Kitabın kısaca konusuna değinmek gerekirse; diğer iki kitaptan da tanıdığımız herkese, her şeye öfkeli olan ama kızlara bir pislik gibi davranan ve ulu orta oral seks yapmaktan kaçınmayan Vaughn Spencer'ın geçmişinden gelen bir takıntısı vardır. Henüz dokuz yaşındayken tanıştığı Lenora şimdi All Saint Lisesi'ne gelmiştir. Lenora, Vaughn için tüm geçmişini hatırlatan, içindeki intikamı körükleyen her detayda yer almaktadır. Çünkü geçmişten gelen ve kendi içini kemirmesine, içini nefretle doldurmasına sebep olan sırrın ortağıdır. Lenora, lisede sadece bir dönem geçirecek sonrasında geldiği yere İngiltere'deki sanat okulunun staj programına dahil olmayı amaçlamaktadır ancak Vaughn da staj programına dahil olmak gibi bir amacı vardır. Üstelik sadece iki stajyer aldıkları bur programda Vaughn kesin girebilmek için bütün adımlarını atmıştır da. Geçirmeleri gereken bir yıllık lise hayatlarında birbirlerine yeterince zorbalık yaptıktan sonra staj programında Vaughn'un asistanı olan Lenora'yı oldukça problemli bir altı ay beklemektedir. Çünkü geçmişten gelen intikam hırsı Vaughn'a artık harete geçirirken bunun zararları Lenora'ya kadar ulaşacaktır. İkili arasındaki küçüklükten beri gelen o çekim artık daha yetişkin bir çekime dönmektedir. Üstelik ikisi de farkına varmadan birbirlerine aşık olmaktadır. Her ne kadar bunu kabullenmeseler de fark etmeseler de durum buyken her ikisini de yakıp kavuran o sır açığa çıktığında her şey yerle bir olacaktır. Vermeleri gereken o savaş aşkları mı intikamı mı besleyecek kitapta... 

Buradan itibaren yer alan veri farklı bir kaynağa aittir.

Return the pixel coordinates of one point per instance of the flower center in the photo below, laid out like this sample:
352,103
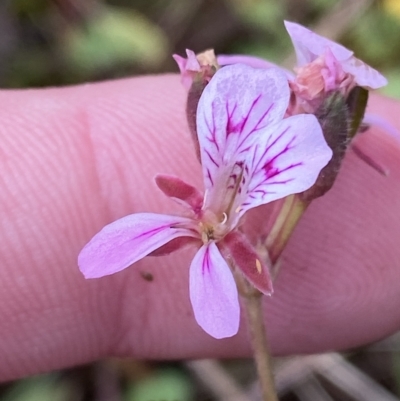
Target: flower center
213,228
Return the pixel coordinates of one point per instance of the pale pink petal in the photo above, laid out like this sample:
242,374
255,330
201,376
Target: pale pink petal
235,106
252,61
213,293
287,160
129,239
364,75
309,45
381,123
237,247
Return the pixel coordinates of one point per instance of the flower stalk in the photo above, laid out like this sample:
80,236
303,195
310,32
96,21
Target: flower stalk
258,336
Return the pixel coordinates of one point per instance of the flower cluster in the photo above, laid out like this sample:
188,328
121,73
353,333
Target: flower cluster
250,155
256,145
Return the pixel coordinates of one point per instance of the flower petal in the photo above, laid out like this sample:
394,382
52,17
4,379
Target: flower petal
236,246
128,240
309,45
252,61
180,191
213,293
287,160
364,75
238,102
187,67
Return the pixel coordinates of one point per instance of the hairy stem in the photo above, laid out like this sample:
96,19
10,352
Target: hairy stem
255,317
290,214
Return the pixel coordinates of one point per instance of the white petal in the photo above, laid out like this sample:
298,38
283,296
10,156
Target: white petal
235,106
287,160
128,240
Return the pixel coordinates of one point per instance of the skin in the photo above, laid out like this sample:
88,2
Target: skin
75,159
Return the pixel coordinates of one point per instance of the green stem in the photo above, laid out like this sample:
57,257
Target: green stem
255,317
290,214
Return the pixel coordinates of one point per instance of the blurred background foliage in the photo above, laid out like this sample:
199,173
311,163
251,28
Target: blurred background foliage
63,42
57,42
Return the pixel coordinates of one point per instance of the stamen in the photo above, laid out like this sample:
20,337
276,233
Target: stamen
258,266
225,219
235,190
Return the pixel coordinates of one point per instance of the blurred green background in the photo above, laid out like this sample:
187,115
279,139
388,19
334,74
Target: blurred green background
56,42
64,42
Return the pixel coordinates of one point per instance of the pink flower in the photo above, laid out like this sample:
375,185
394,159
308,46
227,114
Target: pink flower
250,156
336,61
201,65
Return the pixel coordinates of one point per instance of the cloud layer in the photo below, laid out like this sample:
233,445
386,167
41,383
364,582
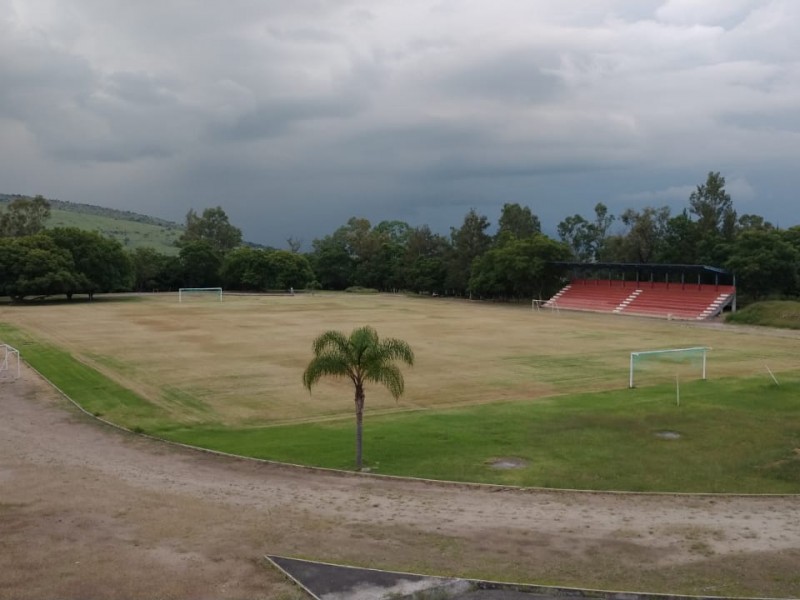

Öncelikle şunu söylemeliyim ki sırrın ne olduğunu ilk başlarda ne olduğunu anlamasam da henüz açıklanmadan hatta ikili İngiltere'ye gitmeden anladım. Çünkü Vaughn'u böylesine bir adam haline getiren, Lenora'ya kaşrı durduk yere böylesine hırslandıran şeyin ne olduğunu çözmek çok zor olmadı benim için. Çünkü o tür detaylı kitapları çok okudum ve insanlardaki etkilerini sanırım bazı detaylardan anlayabiliyorum. 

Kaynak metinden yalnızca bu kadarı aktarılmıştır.